In 1918, the Orchestre de la Suisse Romande (OSR) was founded by Ernest Ansermet, who served as its music director for nearly five decades. The orchestra became known internationally during his tenure, supported by a long-term recording arrangement with Decca Records. Ansermet worked closely with composers such as Ravel, Rachmaninoff, and Debussy, and conducted several works by Igor Stravinsky. As of 2018, the orchestra consisted of 112 permanent musicians and also performed as the opera orchestra at the Grand Théâtre de Genève.

On December 10, 1931, Mahatma Gandhi gave a public lecture at Victoria Hall, invited by the Women’s International League for Peace and Freedom during his visit to Switzerland.

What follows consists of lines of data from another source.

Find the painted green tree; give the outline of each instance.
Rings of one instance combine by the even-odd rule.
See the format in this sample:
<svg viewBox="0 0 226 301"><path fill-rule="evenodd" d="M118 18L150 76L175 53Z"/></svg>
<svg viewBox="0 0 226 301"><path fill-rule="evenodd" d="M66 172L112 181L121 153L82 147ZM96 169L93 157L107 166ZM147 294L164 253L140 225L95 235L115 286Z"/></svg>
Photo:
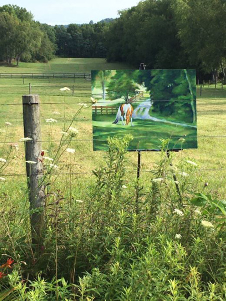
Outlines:
<svg viewBox="0 0 226 301"><path fill-rule="evenodd" d="M127 103L129 97L136 95L139 70L117 70L109 82L107 92L111 100L123 98Z"/></svg>
<svg viewBox="0 0 226 301"><path fill-rule="evenodd" d="M195 70L144 70L138 81L149 91L154 112L196 123Z"/></svg>

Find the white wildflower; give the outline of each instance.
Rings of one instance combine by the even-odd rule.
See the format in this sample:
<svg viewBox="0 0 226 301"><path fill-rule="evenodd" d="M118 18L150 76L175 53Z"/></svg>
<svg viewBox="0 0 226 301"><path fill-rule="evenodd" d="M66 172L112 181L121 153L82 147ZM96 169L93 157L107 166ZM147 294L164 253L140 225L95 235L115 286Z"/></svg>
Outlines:
<svg viewBox="0 0 226 301"><path fill-rule="evenodd" d="M156 179L153 179L152 180L152 182L161 182L163 181L164 181L164 179L163 179L162 178L157 178Z"/></svg>
<svg viewBox="0 0 226 301"><path fill-rule="evenodd" d="M67 148L66 152L71 154L74 154L75 153L75 149L74 149L74 148L70 148L69 147L68 147L68 148Z"/></svg>
<svg viewBox="0 0 226 301"><path fill-rule="evenodd" d="M188 177L189 176L188 174L187 173L184 173L184 172L182 172L182 173L178 173L179 175L181 175L182 177Z"/></svg>
<svg viewBox="0 0 226 301"><path fill-rule="evenodd" d="M52 164L52 163L51 163L50 164L50 166L52 168L55 168L55 169L58 168L58 167L57 166L57 165L56 165L55 164Z"/></svg>
<svg viewBox="0 0 226 301"><path fill-rule="evenodd" d="M177 234L175 235L175 237L177 238L177 239L181 239L182 238L181 235L180 234Z"/></svg>
<svg viewBox="0 0 226 301"><path fill-rule="evenodd" d="M181 210L179 210L179 209L174 209L173 212L176 213L177 214L178 214L178 215L179 215L180 216L183 216L183 213L182 211L181 211Z"/></svg>
<svg viewBox="0 0 226 301"><path fill-rule="evenodd" d="M50 157L45 157L44 156L43 157L43 158L48 161L54 161L54 159L52 158L50 158Z"/></svg>
<svg viewBox="0 0 226 301"><path fill-rule="evenodd" d="M83 203L83 201L82 201L82 200L76 200L76 202L77 203Z"/></svg>
<svg viewBox="0 0 226 301"><path fill-rule="evenodd" d="M31 141L32 140L32 138L29 138L29 137L25 137L24 138L21 138L20 139L19 141L21 142L25 142L26 141Z"/></svg>
<svg viewBox="0 0 226 301"><path fill-rule="evenodd" d="M82 108L87 108L87 105L86 103L78 103L79 105L80 105Z"/></svg>
<svg viewBox="0 0 226 301"><path fill-rule="evenodd" d="M92 103L96 103L96 102L97 102L97 101L96 100L96 99L94 99L94 98L93 97L90 97L90 100L91 101Z"/></svg>
<svg viewBox="0 0 226 301"><path fill-rule="evenodd" d="M37 163L35 161L30 161L29 160L28 160L28 161L25 161L25 162L27 162L27 163L28 163L29 164L31 164L31 165L33 165L33 164L37 164Z"/></svg>
<svg viewBox="0 0 226 301"><path fill-rule="evenodd" d="M68 134L67 132L64 132L63 130L62 130L62 131L61 131L60 133L62 134L62 135L65 135L65 136L67 136L68 135Z"/></svg>
<svg viewBox="0 0 226 301"><path fill-rule="evenodd" d="M15 149L16 149L16 150L19 150L19 147L18 146L18 144L16 143L12 143L10 144L10 146L11 146L11 147L15 147Z"/></svg>
<svg viewBox="0 0 226 301"><path fill-rule="evenodd" d="M190 161L190 160L186 160L186 162L188 163L189 164L191 164L191 165L193 165L194 166L197 166L198 165L193 162L193 161Z"/></svg>
<svg viewBox="0 0 226 301"><path fill-rule="evenodd" d="M57 119L54 119L52 118L50 118L49 119L46 119L46 122L50 122L50 123L57 122Z"/></svg>
<svg viewBox="0 0 226 301"><path fill-rule="evenodd" d="M70 126L69 127L69 130L75 133L76 134L79 133L79 131L77 130L77 129L75 128L75 127L73 127L73 126Z"/></svg>
<svg viewBox="0 0 226 301"><path fill-rule="evenodd" d="M201 222L202 226L205 228L214 228L213 225L210 222L203 220Z"/></svg>
<svg viewBox="0 0 226 301"><path fill-rule="evenodd" d="M69 89L69 88L68 88L67 87L64 87L64 88L61 88L61 89L60 89L60 90L61 91L70 91L71 89Z"/></svg>

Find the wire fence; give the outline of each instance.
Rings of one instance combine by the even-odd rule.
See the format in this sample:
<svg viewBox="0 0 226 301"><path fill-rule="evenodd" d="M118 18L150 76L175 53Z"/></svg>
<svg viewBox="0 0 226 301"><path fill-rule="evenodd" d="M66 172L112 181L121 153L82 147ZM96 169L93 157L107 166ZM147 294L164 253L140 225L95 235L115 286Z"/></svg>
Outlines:
<svg viewBox="0 0 226 301"><path fill-rule="evenodd" d="M33 77L32 77L32 78L34 78L35 79L36 77L34 76L34 74L33 74ZM46 78L48 78L48 74L45 74L45 76L44 77L43 77L43 78L44 78L45 77ZM63 78L68 78L67 76L66 75L66 74L65 74L65 76L64 77L64 76L63 76ZM83 74L83 75L82 76L81 75L81 78L86 78L86 77L87 77L88 78L89 78L90 74ZM6 78L9 78L9 77L12 78L12 80L14 78L14 76L13 74L12 74L12 76L10 76L10 77L7 77L7 76L6 76ZM55 74L56 75L56 74ZM53 79L55 79L55 78L57 78L58 77L56 75L53 75L52 76L52 78ZM20 76L16 75L15 75L15 78L16 77L22 77L22 78L23 77L23 75L21 74ZM1 77L4 78L4 76L2 76L2 75L0 74L0 78ZM29 77L28 76L28 77ZM37 76L37 77L38 77ZM60 77L60 76L59 77ZM72 76L68 76L68 78L73 78L73 77ZM76 77L74 76L74 78L75 78ZM49 84L50 83L49 83ZM85 85L87 85L88 84L86 83L85 84ZM215 95L216 96L216 97L215 98L215 99L214 100L217 100L220 101L223 101L223 102L225 101L226 102L226 93L225 95L224 95L224 93L223 92L223 91L220 91L220 93L223 93L223 94L221 94L221 96L222 97L222 99L219 98L218 98L218 96L219 96L219 93L220 92L219 90L222 89L222 87L223 87L223 85L221 85L221 83L218 84L218 86L217 86L217 85L215 85L215 84L214 84L215 88L216 88L216 89L215 88L212 88L212 87L211 87L211 84L210 83L209 83L208 84L208 86L206 86L205 87L205 86L203 86L203 85L198 86L197 87L197 89L196 89L196 94L198 96L199 96L199 97L202 96L203 97L204 97L205 96L205 93L206 93L206 95L207 94L207 93L210 93L210 95L209 95L209 94L208 94L208 96L209 97L213 97L213 93L216 93L216 94ZM54 88L55 88L56 87L58 87L59 86L59 84L58 83L56 83L56 86L52 86L53 87L54 86ZM38 86L38 88L39 89L42 90L42 89L43 89L44 87L46 88L47 86L46 85L39 85ZM32 88L33 88L33 87L32 86ZM36 87L34 87L34 88L35 88L34 90L35 90L35 89L36 88ZM0 85L0 94L1 93L1 85ZM79 93L83 93L82 94L82 96L83 97L90 97L90 96L91 96L91 93L89 93L87 91L84 91L83 90L83 88L82 87L81 88L79 87L78 90L76 90L76 87L75 89L75 95L74 96L75 97L79 97L79 95L78 94L76 94L76 93L78 92L79 92ZM15 91L14 91L15 92ZM34 92L34 91L33 91ZM50 93L51 91L49 91L48 92L48 93L47 94L44 94L44 95L48 95L49 96L59 96L60 95L61 97L68 97L68 96L71 96L71 94L69 94L69 93L67 93L67 94L65 94L65 95L64 95L63 93L62 93L61 92L61 93L59 93L59 95L56 95L56 94L51 94ZM19 94L19 93L20 93L20 91L18 91L18 94ZM217 94L218 93L218 94ZM5 95L7 93L2 93L2 94L4 94ZM14 94L15 94L14 93ZM20 94L20 95L21 95L21 93ZM81 94L82 95L82 94ZM94 95L95 96L95 95ZM65 100L64 101L59 101L59 102L56 102L56 101L50 101L50 102L41 102L40 103L40 105L42 107L42 105L58 105L60 106L64 106L65 105L81 105L81 101L80 100L79 100L79 101L69 101L68 102L66 101L65 101L66 98L65 98ZM197 100L197 102L199 102L199 101L202 101L202 102L207 102L207 104L208 105L208 102L210 100L210 98L206 98L206 99L203 99L203 98L199 98L199 99L198 99ZM212 100L212 98L211 98L211 100ZM173 100L175 102L187 102L187 100L183 100L183 99L174 99ZM0 98L0 101L2 102L2 101L4 101L4 100L3 100L2 99ZM143 99L137 99L136 101L136 102L137 103L139 103L139 102L142 102L144 101L144 100ZM152 102L155 102L155 101L157 101L157 102L165 102L165 101L169 101L168 100L166 100L166 99L158 99L158 100L152 100ZM89 105L89 106L92 106L92 104L90 102L90 100L85 100L84 101L82 102L82 103L83 104L87 104ZM97 104L101 104L101 103L106 103L106 100L103 100L103 99L101 99L100 100L99 100L97 101ZM114 104L114 103L117 103L118 104L118 101L117 100L112 100L111 101L111 103ZM0 107L4 107L5 106L22 106L22 104L21 103L3 103L2 102L1 103L0 103ZM96 104L93 104L93 108L95 107L95 106L96 106ZM85 108L85 109L89 109L88 108L87 108L87 109L86 108ZM213 110L213 111L214 112L214 110ZM224 112L226 112L226 109L225 110L220 110L220 113L224 113ZM21 120L21 121L23 121L23 117L21 117L21 118L17 118L14 117L14 119L15 120ZM63 118L58 118L59 121L75 121L75 119L63 119ZM76 119L77 120L77 119ZM80 121L91 121L91 119L86 119L84 120L79 120ZM21 124L21 126L22 126L23 125ZM158 135L156 136L151 136L149 137L149 138L158 138L159 137ZM185 137L184 137L184 136L171 136L170 137L173 137L173 138L185 138ZM212 135L198 135L197 136L189 136L189 138L197 138L198 139L212 139L212 138L225 138L226 137L226 132L225 132L225 134L216 134L216 135L214 135L214 134L212 134ZM169 138L169 137L165 137L165 138ZM140 140L142 140L143 139L147 139L146 137L139 137L139 138L137 137L134 137L134 138L135 140L136 139L140 139ZM105 141L107 140L106 139L101 139L101 138L99 138L99 139L95 139L95 138L84 138L84 139L79 139L79 138L76 138L76 139L72 139L71 140L64 140L64 141L65 142L69 142L70 141L75 141L76 142L92 142L93 140L99 140L99 141ZM49 142L60 142L62 141L61 139L44 139L42 140L42 141L39 141L38 142L47 142L47 143L49 143ZM0 144L3 144L4 143L21 143L22 141L20 141L20 139L18 140L6 140L5 141L0 141ZM26 143L29 143L29 141L27 141ZM197 169L196 171L197 172L216 172L216 171L219 171L219 172L221 172L221 171L225 171L226 169L224 168L205 168L205 169ZM131 170L131 171L126 171L126 172L128 172L128 173L136 173L137 171L136 170ZM142 170L142 172L143 173L150 173L152 172L151 170ZM91 175L93 173L91 172L78 172L78 173L74 173L74 172L70 172L70 173L64 173L64 172L61 172L61 173L53 173L52 174L53 175L56 175L56 176L58 176L58 175ZM24 174L24 173L22 173L22 174L1 174L1 176L5 176L5 177L14 177L14 176L26 176L26 174Z"/></svg>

Arson caused a disastrous fire on 16 September 1984. Much original artwork was lost, including decorative paintings by Ernest Biéler, as was the massive original pipe organ. The building was then slowly restored, with a new and equally large organ being installed in 1993, and today it is registered on the cantonal list of heritage buildings. But the paintings were replaced by a contemporary work by Dominique Appia.

==Description==
The main entrance faces east. The auditorium has a parterre and two layers of balconies. The organ dominates the back of the stage.